И тут меня осеняет: «Таинственный огурец!» Я заметила его вчера, но Марке не показала. Он пророс из-под гальки. Настоящий огурец, только в светло-зеленых ворсинках. Пока Марка ныряет и выныривает, я нахожу это место. Огурец цел. Может, это съедобный дикий огурец?
– Вылезай, я тебе что-то покажу! – зазываю я Марку.
Марка нехотя выходит из воды. Она худая-прехудая, ноги у нее как длинные палки, без всяких утолщений. И бегает она как кенгуру, скачками.
– Вот это номер! – восклицает Марка, вперив белесые глазки в огурец. – Надо снести тетушке.
Она нагибается и, упираясь в колени ладонями, обнюхивает мою находку со всех сторон.

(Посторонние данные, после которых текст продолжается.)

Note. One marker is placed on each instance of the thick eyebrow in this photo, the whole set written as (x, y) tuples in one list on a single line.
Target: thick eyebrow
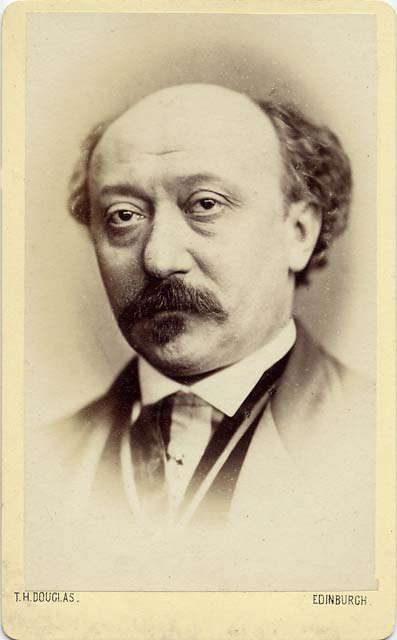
[(188, 181), (123, 189), (192, 180)]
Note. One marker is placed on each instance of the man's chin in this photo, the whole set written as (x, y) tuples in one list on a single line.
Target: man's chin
[(169, 343)]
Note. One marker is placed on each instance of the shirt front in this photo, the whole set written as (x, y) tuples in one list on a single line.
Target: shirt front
[(199, 408)]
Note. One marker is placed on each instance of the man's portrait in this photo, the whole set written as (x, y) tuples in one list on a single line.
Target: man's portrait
[(201, 302)]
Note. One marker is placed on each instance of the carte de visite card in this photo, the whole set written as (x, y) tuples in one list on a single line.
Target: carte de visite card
[(199, 319)]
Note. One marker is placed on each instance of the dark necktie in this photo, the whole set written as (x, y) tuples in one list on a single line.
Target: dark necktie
[(148, 458)]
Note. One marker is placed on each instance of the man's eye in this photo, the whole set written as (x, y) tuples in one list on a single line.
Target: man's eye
[(203, 205), (123, 217)]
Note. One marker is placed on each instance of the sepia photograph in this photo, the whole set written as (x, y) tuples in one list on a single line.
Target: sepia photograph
[(201, 301)]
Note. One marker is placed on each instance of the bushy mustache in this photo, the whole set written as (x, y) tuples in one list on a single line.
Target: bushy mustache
[(171, 295)]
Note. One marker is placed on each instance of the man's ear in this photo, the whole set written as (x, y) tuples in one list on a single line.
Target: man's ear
[(304, 224)]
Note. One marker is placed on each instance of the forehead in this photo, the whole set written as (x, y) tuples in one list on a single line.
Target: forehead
[(197, 126)]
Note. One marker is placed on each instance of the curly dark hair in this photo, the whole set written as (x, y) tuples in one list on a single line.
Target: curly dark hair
[(317, 171)]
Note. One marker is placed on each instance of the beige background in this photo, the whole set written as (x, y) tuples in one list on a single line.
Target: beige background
[(102, 615), (85, 67)]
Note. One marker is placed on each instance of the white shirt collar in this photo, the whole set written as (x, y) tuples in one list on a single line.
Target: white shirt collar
[(226, 389)]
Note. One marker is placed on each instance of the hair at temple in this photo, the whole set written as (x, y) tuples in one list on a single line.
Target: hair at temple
[(317, 171)]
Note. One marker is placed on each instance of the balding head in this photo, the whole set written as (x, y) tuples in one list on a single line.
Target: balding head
[(204, 208), (206, 119)]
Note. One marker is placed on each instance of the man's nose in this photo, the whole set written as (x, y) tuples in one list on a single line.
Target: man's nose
[(166, 250)]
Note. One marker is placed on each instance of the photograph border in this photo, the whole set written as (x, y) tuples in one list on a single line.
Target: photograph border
[(198, 615)]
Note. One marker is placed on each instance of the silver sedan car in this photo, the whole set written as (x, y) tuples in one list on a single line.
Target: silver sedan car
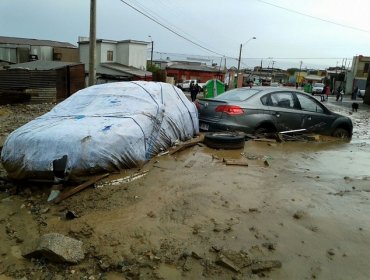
[(270, 109)]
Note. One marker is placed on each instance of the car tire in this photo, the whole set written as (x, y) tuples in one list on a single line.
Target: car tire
[(341, 133), (224, 140)]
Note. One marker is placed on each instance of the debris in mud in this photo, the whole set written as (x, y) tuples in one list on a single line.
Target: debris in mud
[(270, 246), (187, 144), (261, 266), (254, 210), (124, 180), (196, 255), (57, 248), (79, 188), (299, 214), (235, 162), (331, 252), (70, 215), (225, 262), (151, 214)]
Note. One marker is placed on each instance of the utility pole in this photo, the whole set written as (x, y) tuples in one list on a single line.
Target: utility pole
[(92, 45), (272, 71), (299, 73), (240, 56), (151, 55)]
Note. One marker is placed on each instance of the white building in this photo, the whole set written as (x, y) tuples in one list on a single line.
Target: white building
[(359, 72), (117, 60)]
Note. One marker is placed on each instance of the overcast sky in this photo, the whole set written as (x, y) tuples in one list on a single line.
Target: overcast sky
[(319, 33)]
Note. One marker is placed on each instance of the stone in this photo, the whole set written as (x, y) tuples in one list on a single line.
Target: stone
[(57, 248), (261, 266), (225, 262)]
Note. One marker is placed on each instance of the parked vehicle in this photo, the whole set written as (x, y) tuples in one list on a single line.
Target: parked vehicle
[(102, 128), (317, 88), (361, 93), (185, 85), (264, 109)]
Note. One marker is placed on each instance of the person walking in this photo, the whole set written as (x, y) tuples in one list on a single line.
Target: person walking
[(339, 89), (194, 89), (323, 93), (355, 93)]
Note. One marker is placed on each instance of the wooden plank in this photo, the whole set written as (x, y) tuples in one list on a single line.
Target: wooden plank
[(235, 162), (79, 188), (186, 145)]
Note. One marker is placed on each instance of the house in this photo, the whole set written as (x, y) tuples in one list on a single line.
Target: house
[(357, 76), (40, 81), (117, 60), (18, 50), (186, 70)]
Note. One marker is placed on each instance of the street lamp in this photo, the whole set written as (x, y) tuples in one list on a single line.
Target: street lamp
[(240, 51), (151, 53)]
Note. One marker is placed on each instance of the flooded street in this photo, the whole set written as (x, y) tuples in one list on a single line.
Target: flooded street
[(299, 210)]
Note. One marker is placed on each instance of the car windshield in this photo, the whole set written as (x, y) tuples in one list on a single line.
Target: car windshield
[(239, 94)]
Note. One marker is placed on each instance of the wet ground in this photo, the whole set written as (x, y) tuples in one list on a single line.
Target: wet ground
[(304, 215)]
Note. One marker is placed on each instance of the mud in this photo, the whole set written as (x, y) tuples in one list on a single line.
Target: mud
[(304, 216)]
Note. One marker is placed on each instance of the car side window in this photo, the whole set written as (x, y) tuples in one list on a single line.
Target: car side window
[(282, 99), (307, 104)]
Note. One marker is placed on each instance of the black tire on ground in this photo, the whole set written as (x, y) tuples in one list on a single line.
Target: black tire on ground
[(224, 140), (341, 133)]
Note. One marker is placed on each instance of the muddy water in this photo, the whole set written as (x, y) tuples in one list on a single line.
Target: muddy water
[(307, 209)]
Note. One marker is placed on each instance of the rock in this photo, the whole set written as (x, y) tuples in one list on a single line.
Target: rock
[(299, 214), (225, 262), (331, 252), (261, 266), (269, 246), (57, 248), (196, 256)]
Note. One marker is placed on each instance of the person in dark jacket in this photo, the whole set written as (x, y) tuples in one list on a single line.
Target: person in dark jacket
[(194, 90)]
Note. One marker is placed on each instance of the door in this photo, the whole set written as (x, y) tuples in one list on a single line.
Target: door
[(285, 111), (314, 116)]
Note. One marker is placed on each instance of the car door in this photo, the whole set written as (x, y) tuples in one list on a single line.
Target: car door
[(314, 116), (285, 111)]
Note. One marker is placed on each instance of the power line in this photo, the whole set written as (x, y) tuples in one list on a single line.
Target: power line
[(321, 19), (249, 58), (169, 29)]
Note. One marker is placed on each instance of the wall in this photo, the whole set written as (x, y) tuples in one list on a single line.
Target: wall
[(66, 54), (104, 48), (123, 53), (132, 54), (43, 52), (84, 55)]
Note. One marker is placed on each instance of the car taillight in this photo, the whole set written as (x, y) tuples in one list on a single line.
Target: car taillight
[(197, 104), (230, 110)]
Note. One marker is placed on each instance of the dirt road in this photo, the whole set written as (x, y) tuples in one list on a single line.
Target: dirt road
[(304, 215)]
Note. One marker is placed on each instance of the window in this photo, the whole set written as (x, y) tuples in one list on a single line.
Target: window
[(366, 68), (109, 55), (282, 99), (307, 104)]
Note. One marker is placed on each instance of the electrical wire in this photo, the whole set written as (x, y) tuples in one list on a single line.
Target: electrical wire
[(170, 29)]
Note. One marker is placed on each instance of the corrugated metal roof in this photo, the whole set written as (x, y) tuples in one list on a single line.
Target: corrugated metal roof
[(87, 41), (42, 65), (34, 42), (120, 68), (202, 68)]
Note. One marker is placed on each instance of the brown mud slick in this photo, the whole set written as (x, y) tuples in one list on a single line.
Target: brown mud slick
[(304, 215)]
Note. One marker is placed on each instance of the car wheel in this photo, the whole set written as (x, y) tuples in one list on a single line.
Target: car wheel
[(341, 133), (224, 140)]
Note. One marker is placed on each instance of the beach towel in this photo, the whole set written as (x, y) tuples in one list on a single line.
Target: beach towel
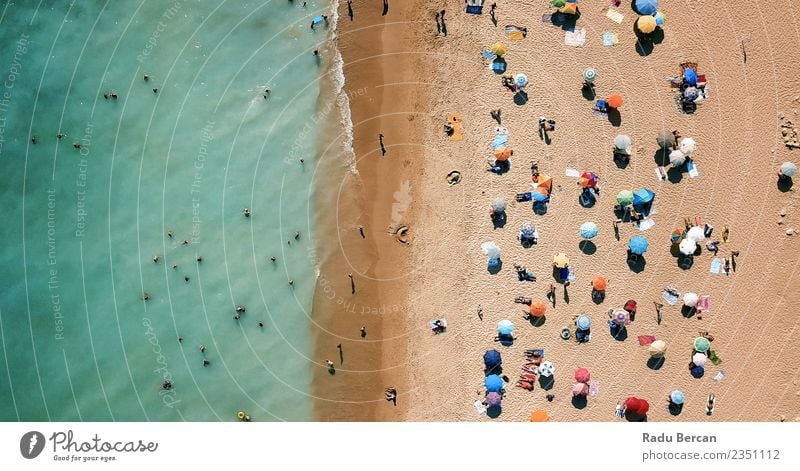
[(645, 340), (575, 38), (615, 15), (610, 39)]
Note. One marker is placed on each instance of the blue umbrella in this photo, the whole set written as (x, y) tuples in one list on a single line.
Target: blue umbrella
[(492, 359), (642, 196), (588, 230), (646, 7), (638, 245), (690, 76), (494, 383)]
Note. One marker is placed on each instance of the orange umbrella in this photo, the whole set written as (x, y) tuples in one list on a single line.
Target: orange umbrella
[(502, 153), (538, 308), (615, 100), (599, 283), (539, 416)]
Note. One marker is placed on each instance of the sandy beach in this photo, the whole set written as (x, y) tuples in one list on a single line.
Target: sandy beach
[(403, 79)]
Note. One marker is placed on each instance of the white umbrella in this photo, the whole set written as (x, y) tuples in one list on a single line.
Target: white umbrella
[(687, 246), (699, 359), (690, 299), (697, 234), (546, 369), (677, 158), (688, 145), (788, 169)]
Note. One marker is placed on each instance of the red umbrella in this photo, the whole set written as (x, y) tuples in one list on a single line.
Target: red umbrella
[(582, 375)]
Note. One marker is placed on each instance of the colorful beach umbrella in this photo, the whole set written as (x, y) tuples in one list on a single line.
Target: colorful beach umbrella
[(638, 245), (615, 100), (701, 344), (676, 397), (699, 359), (538, 308), (646, 24), (582, 375), (588, 230), (561, 260), (688, 145), (505, 327), (599, 283), (493, 383), (657, 349), (625, 197), (687, 247), (493, 399), (788, 169), (492, 359), (646, 7)]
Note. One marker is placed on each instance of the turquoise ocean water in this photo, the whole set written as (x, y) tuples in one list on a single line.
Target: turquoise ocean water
[(81, 226)]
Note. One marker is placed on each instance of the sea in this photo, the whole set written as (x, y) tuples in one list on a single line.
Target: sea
[(126, 247)]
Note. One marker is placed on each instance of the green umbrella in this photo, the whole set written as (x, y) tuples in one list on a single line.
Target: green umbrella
[(701, 344), (625, 197)]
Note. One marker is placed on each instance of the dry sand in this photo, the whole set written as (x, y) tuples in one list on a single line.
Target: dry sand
[(442, 273)]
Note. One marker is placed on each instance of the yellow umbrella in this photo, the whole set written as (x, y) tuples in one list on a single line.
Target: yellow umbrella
[(499, 49), (646, 24), (561, 260)]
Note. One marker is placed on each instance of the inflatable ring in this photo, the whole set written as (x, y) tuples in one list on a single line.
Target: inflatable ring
[(454, 177)]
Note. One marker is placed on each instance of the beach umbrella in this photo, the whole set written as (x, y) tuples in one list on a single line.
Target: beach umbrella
[(665, 140), (539, 416), (696, 234), (505, 327), (621, 317), (677, 158), (561, 260), (646, 24), (499, 49), (493, 383), (690, 76), (638, 245), (493, 399), (538, 308), (615, 100), (687, 246), (491, 250), (676, 397), (643, 196), (701, 344), (646, 7), (502, 153), (599, 283), (582, 375), (788, 169), (657, 349), (492, 359), (622, 142), (588, 230), (625, 197), (699, 359), (546, 369), (499, 205)]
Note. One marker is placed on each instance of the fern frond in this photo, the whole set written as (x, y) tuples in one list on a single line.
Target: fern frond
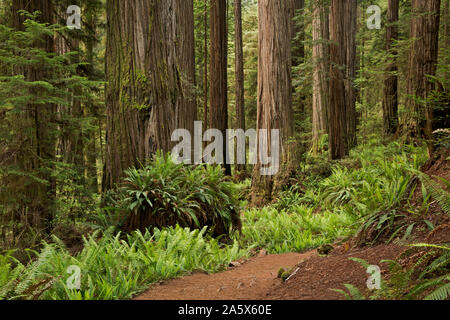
[(442, 293)]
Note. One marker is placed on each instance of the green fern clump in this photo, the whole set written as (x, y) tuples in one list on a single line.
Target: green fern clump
[(114, 266), (427, 278), (165, 194), (24, 282)]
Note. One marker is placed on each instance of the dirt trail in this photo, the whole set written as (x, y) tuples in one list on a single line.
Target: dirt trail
[(257, 279), (249, 281)]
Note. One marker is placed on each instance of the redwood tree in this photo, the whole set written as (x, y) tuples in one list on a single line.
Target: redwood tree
[(422, 65), (274, 102), (321, 35), (150, 72), (336, 112), (239, 70), (390, 100), (218, 72), (37, 151)]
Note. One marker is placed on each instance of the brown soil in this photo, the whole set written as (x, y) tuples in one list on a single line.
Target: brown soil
[(249, 281), (257, 278), (314, 276)]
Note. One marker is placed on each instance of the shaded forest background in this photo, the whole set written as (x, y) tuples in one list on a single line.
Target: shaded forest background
[(80, 107)]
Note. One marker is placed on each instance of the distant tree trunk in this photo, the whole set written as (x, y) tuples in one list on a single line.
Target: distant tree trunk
[(321, 35), (149, 59), (41, 144), (239, 69), (205, 107), (390, 102), (422, 64), (218, 75), (349, 49), (337, 109), (298, 50), (274, 92)]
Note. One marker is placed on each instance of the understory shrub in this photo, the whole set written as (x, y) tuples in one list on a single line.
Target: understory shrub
[(114, 268), (166, 194)]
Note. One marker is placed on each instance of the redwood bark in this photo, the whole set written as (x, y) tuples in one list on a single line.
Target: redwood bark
[(218, 72), (39, 147), (422, 64), (390, 101), (274, 102), (336, 114), (321, 35), (239, 70), (150, 72)]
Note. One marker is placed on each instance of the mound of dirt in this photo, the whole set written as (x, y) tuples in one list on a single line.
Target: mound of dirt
[(250, 280), (317, 275)]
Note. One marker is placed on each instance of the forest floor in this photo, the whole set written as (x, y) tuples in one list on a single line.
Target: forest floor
[(257, 278), (314, 275)]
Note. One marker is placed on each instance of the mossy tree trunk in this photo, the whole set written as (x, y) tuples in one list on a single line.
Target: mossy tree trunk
[(422, 65), (390, 101), (150, 73), (321, 35), (274, 102), (38, 132)]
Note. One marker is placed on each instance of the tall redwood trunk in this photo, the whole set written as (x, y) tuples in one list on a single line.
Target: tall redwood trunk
[(274, 92), (239, 70), (349, 49), (336, 112), (218, 72), (321, 35), (422, 64), (150, 73), (40, 118), (390, 100)]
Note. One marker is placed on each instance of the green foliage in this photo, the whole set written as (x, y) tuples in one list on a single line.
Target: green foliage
[(438, 193), (113, 268), (299, 230), (166, 194), (426, 279)]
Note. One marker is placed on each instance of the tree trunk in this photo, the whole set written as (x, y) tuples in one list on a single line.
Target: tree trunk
[(205, 84), (390, 102), (298, 33), (274, 92), (349, 49), (149, 68), (218, 76), (336, 114), (239, 69), (422, 64), (41, 144), (321, 35)]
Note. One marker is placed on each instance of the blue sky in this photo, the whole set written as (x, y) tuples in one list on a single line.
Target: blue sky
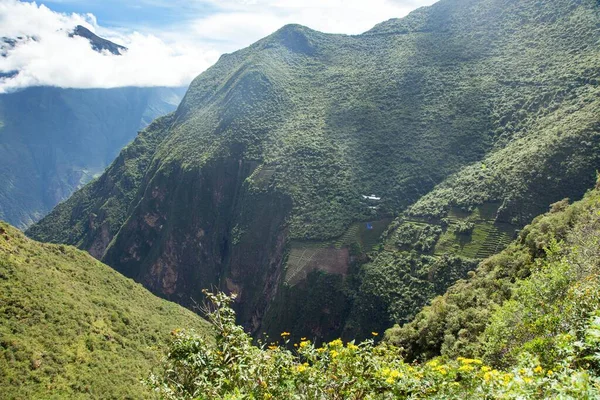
[(170, 41), (135, 14)]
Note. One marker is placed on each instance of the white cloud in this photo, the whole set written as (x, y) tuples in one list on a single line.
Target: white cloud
[(242, 22), (55, 59), (167, 57)]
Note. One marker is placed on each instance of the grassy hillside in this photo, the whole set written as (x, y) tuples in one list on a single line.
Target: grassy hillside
[(53, 141), (526, 298), (459, 108), (72, 327)]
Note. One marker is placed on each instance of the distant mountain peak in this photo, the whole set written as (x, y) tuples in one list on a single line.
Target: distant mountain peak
[(98, 44)]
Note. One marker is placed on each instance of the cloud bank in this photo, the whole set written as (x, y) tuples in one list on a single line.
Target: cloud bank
[(45, 55)]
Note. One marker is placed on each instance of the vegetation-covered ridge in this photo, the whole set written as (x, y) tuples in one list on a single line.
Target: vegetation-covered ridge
[(72, 327), (533, 296), (300, 136), (234, 368)]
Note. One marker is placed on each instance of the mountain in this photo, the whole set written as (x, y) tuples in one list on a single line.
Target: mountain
[(99, 44), (71, 327), (526, 324), (447, 131), (53, 141)]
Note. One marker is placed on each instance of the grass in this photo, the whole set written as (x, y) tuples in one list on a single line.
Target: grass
[(72, 327)]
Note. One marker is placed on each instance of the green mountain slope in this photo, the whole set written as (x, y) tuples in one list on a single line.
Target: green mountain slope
[(53, 141), (527, 298), (71, 327), (476, 114)]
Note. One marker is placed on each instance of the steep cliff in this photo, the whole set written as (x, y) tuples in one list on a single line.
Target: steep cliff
[(287, 159)]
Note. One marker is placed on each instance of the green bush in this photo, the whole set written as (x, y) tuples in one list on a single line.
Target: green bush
[(234, 368)]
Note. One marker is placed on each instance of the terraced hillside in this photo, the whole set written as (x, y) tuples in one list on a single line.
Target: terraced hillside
[(460, 104)]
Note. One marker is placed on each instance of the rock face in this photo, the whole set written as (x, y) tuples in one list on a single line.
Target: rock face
[(53, 141), (272, 151)]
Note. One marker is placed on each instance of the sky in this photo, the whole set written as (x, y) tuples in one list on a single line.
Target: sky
[(169, 42)]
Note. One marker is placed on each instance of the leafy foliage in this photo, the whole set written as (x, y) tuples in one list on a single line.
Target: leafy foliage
[(233, 368), (536, 295), (71, 327), (54, 140), (462, 105)]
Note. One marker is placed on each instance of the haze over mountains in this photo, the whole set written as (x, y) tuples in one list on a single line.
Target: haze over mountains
[(256, 183), (340, 186)]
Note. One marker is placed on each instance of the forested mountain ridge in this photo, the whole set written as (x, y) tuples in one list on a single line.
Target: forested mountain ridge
[(72, 327), (481, 112), (53, 141)]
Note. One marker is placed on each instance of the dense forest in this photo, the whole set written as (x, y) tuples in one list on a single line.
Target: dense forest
[(405, 213)]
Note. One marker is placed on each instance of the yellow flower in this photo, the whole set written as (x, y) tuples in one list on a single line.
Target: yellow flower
[(469, 361), (466, 368), (301, 368)]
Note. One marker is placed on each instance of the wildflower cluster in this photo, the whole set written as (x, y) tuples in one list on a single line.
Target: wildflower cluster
[(233, 367)]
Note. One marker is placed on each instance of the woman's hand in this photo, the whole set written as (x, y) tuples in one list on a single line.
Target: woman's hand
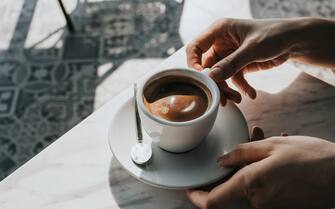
[(234, 47), (281, 172)]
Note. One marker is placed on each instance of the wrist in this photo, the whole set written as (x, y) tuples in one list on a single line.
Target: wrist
[(307, 34)]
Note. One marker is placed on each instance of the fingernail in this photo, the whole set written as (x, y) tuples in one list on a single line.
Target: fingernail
[(252, 93), (215, 74), (223, 160)]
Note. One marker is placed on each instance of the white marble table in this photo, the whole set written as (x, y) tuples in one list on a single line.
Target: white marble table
[(79, 171)]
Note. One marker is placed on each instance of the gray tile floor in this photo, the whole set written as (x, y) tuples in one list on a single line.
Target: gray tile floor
[(51, 80), (44, 91)]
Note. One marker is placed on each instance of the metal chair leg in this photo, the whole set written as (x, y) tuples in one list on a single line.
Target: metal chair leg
[(69, 22)]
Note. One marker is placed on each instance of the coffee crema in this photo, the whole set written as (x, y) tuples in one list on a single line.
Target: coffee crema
[(177, 98)]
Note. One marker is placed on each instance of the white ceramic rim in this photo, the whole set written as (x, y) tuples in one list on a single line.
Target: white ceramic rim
[(205, 79)]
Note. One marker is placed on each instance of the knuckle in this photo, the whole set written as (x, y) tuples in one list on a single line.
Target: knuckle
[(240, 150), (275, 140), (211, 202), (252, 183), (258, 203), (189, 47)]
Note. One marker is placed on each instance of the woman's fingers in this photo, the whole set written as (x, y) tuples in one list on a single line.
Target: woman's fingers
[(232, 64), (245, 154), (257, 134), (210, 58), (243, 85), (228, 93), (198, 198), (197, 48)]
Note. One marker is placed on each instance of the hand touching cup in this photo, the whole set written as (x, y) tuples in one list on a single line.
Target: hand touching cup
[(233, 47)]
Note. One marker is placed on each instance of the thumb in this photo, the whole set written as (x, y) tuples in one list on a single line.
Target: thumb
[(231, 64)]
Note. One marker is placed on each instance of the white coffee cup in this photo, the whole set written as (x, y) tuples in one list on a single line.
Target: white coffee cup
[(179, 136)]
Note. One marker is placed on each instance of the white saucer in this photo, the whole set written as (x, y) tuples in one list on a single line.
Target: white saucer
[(177, 171)]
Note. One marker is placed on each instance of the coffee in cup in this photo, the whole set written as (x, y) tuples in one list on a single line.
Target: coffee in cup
[(199, 98), (177, 98)]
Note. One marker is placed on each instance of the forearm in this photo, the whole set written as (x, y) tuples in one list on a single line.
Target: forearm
[(313, 41)]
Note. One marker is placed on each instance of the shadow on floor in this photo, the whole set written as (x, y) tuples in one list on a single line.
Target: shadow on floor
[(45, 92)]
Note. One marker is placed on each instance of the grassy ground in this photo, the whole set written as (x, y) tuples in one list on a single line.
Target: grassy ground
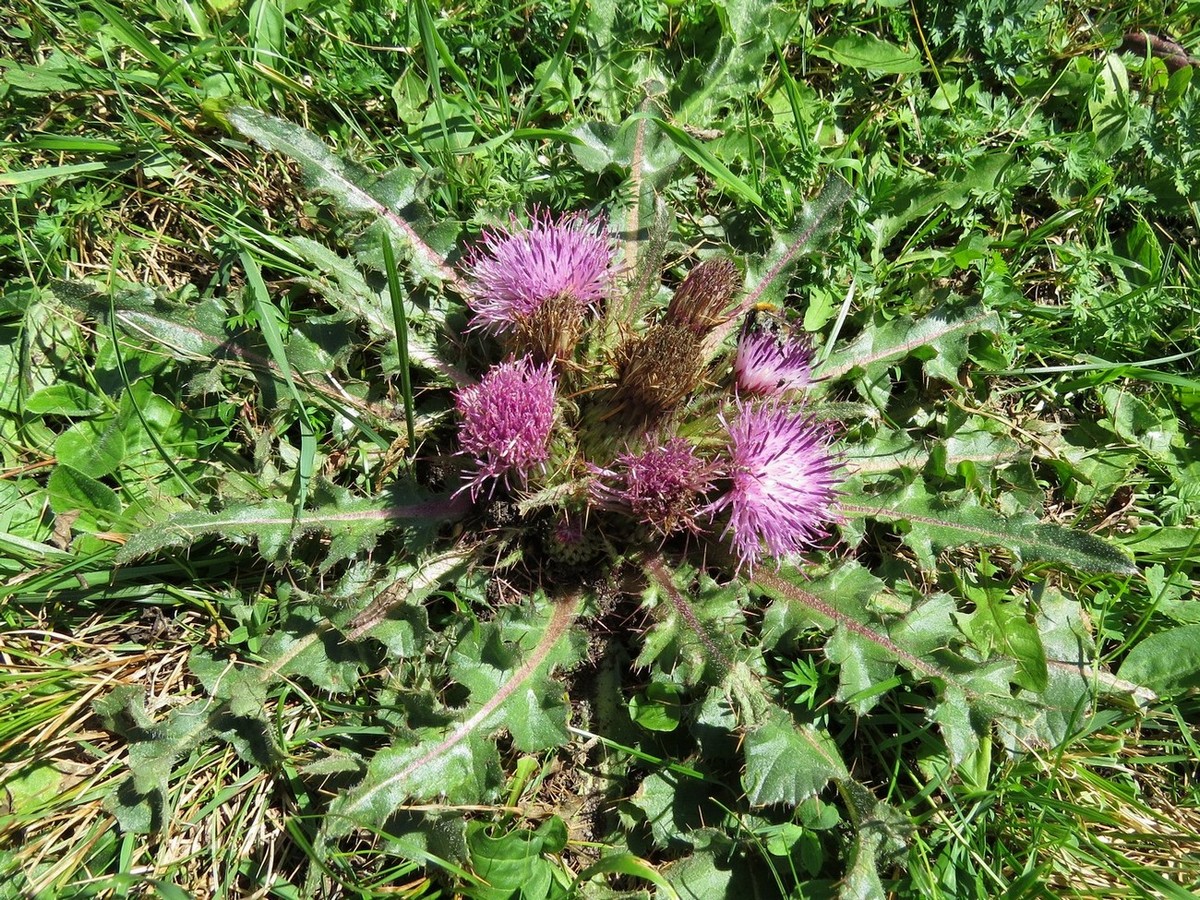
[(1002, 156)]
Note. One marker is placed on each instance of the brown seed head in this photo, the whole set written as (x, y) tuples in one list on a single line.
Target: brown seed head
[(702, 301)]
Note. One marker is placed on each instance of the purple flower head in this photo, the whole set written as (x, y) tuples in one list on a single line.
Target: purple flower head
[(771, 364), (783, 480), (507, 420), (515, 271), (663, 486)]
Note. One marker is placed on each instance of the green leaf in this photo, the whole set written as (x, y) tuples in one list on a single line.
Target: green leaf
[(353, 526), (934, 528), (720, 173), (864, 51), (513, 864), (72, 491), (880, 835), (789, 763), (941, 336), (352, 187), (657, 708), (629, 865), (459, 763), (714, 870), (1001, 627), (64, 399), (1168, 663), (1063, 706), (751, 28), (95, 448)]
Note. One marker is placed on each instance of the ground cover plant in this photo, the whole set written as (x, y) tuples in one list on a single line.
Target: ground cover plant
[(589, 450)]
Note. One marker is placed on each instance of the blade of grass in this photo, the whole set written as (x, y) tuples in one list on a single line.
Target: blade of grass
[(397, 312), (268, 325)]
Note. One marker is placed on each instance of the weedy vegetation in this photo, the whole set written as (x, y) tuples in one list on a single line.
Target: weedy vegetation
[(684, 449)]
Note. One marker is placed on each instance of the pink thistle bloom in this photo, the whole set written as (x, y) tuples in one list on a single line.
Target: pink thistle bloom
[(663, 486), (784, 483), (507, 420), (515, 271), (769, 364)]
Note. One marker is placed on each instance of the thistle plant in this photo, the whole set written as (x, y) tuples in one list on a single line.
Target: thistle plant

– Думаю, что съедобный, – говорит Марка, слизывая воду, стекающую с волос.
– Спросим у тетушки. – Я тянусь к огурцу, но Марка отстраняет мою руку.
– Нет, я сама понесу.
– Нет, я! Я же нашла.
– Тогда я скажу бабке, что ты купалась, – говорит Марка и срывает мою находку. Она несет огурец на вытянутой руке, а я тащусь за ней, как побитый пес.
– Вот что мы нашли! – объявляет Марка. Хорошо хоть «мы»!
– Сипис пинтопулос, – провозглашает тетушка и подносит лупу к огурцу. – Несъедобно, не поддается одомашниванию. Растет в скалистой и каменистой местности. Выкинь! – велит она, тыча пальцем в мою находку.
– Отдайте! – Я беру огурец с тетушкиной ладони и иду переживать на свои любимые доски.
«Это же чудесный огурец, – размышляю я, – и хорошо, что его нельзя есть и он не подлежит одомашниванию. Жалко, что мы его сорвали. Рос он среди камней, собственной макушкой пробивал себе дорогу. На макушке у него был маленький желтый цветочек, Марка его потеряла. И щетина у него такая приятная, чуть жестче бархата».
Мне хочется собрать все ненужные вещи – недозрелые орехи, огурец, голову от разбитой целлулоидной куклы с вывороченными глазами – и сказать всем: «Это мое! Отдавайте мне все ненужное. Пусть вам это ненужное, а мне – нужное!»
Марка считает меня барахольщицей. Смеется надо мной, что я собираю все подряд: и гайки, и пузырьки от духов, и крышки от тюбиков, и почтовые открытки, и даже открытки с артистами. Зато когда тетушка со скандалом отобрала у нас карты, во что мы стали играть? В артистов. Чей забьет по красоте, того и взятка. Это Марка придумала. Кричим, друг друга не слышим, я гребу открытки к себе, Марка к себе, я ее ущипнула, а она ка-ак врежет мне по уху:
– Хватит! Больше я в эту детскую белиберду не играю!
Решили мы сделать из артистов карты. Все-таки в карты лучше играть, меньше ругаешься. Выбрали тридцать шесть самых красивых артистов и на обратной стороне, где написано, в каких фильмах артист снимался, пометили масть и карту. Но в такие карты долго не поиграешь. Я запомнила, что Клара Лучко – пиковая дама, Лановой – король крестей, а Марка могла не глядя полколоды назвать.
– Бью Гурченкой! – орет Марка. Но Гурченко вовсе не козырь, а она ею туза – Татьяну Самойлову – кроет.
– Марка, не жуль, – говорю, – давай семь козырь Светличную, она же у тебя!